FIJM 2026 | Kind of Blue And A Love Supreme on the Same Bill?… A Supreme Blue… What’s the Connection?

by Alain Brunet

Among the programs commemorating the centennial anniversaries of Miles Davis and John Coltrane was the mashup Supreme Blue, presented late in the evening on Monday, June 29—a combined reinterpretation of the iconic albums Kind of Blue (Miles) and A Love Supreme (Coltrane) by trumpeter Nicholas Payton and the Virginia-based groove jazz group Butcher Brown — Marcus Tenney (saxophone), Morgan Burrs (guitar), Corey Fonville (percussion), and Andrew Randazzo (bass).

Butcher Brown hasn’t really given us this kind of repertoire before, so it was easy to imagine that funk grooves or even Afrobeats would be part of these arrangements, conceived in collaboration with Louisiana trumpeter Nicholas Payton, who regularly explores this repertoire himself.

In this way, tracks from Kind of Blue (“So What,” “Freddie Freeloader,” “Blue in Green,” “All Blues,” “Flamenco Sketches”) are interwoven with those from A Love Supreme (“Acknowledgement,” “Pursuance,” “Psalm”). For example, “Freddie Freeloader” can blend into “Acknowledgement” and express two states of mind that are, all things considered, quite different.
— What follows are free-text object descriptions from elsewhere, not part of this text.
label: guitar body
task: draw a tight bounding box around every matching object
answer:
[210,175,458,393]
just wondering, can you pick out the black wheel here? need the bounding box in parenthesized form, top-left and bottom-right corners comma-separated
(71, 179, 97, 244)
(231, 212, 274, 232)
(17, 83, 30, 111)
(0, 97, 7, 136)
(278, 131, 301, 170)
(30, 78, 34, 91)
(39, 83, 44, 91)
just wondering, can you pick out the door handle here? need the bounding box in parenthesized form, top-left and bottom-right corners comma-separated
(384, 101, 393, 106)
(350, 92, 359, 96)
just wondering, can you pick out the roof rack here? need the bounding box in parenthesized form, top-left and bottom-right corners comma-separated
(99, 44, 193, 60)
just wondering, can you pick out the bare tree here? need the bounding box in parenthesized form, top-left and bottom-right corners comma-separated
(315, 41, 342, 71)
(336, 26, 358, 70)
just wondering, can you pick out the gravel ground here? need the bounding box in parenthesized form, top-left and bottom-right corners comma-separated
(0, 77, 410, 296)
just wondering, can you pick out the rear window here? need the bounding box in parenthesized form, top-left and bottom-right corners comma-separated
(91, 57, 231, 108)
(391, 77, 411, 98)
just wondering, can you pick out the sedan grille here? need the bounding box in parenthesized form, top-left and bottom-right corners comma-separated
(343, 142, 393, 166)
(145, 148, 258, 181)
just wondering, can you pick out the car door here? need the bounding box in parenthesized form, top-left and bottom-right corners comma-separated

Kind of Blue was one of the first albums of modal music in modern jazz, performed by one of Davis’ finest ensembles (Coltrane, Cannonball, Bill Evans, Wynton Kelly, Paul Chambers, Jimmy Cobb), and it became one of the greatest commercial successes of modern jazz in the late 1950s (1959). This was a far cry from the massive success of A Love Supreme, released in January 1965, which was a true mystical incantation—a profession of faith in divine love—performed by Coltrane’s famous quartet (with Elvin Jones, McCoy Tyner, and Jimmy Garrison).

Positioned on the left side of the Rogers Stage, Nicholas Payton regularly provides harmonies throughout the set, complementing guitarist Morgan Burrs, while also delivering a few high-quality, powerful solos. Marcus Tenney’s tenor sax will also be put to good use, with substantial solos drawn from this musical colossus.

The fusion of these two albums into a single program is justified here by the centennial of these two musical giants, and the aim is to adapt this almost sacred repertoire to Southern and African-American jazz, deeply rooted in soul, R&B, and the blues. Payton is from Louisiana, Butcher Brown is from Virginia; this Black culture has its own distinct characteristics, and we see this here in the adaptation of the works, which are magnified through an approach closer to contemporary African American popular music. I remain, however, perplexed by the aesthetic connections between Kind of Blue and A Love Supreme, whose intentions and atmospheres are extremely different… and which have now been filtered through the lens of Southern jazz.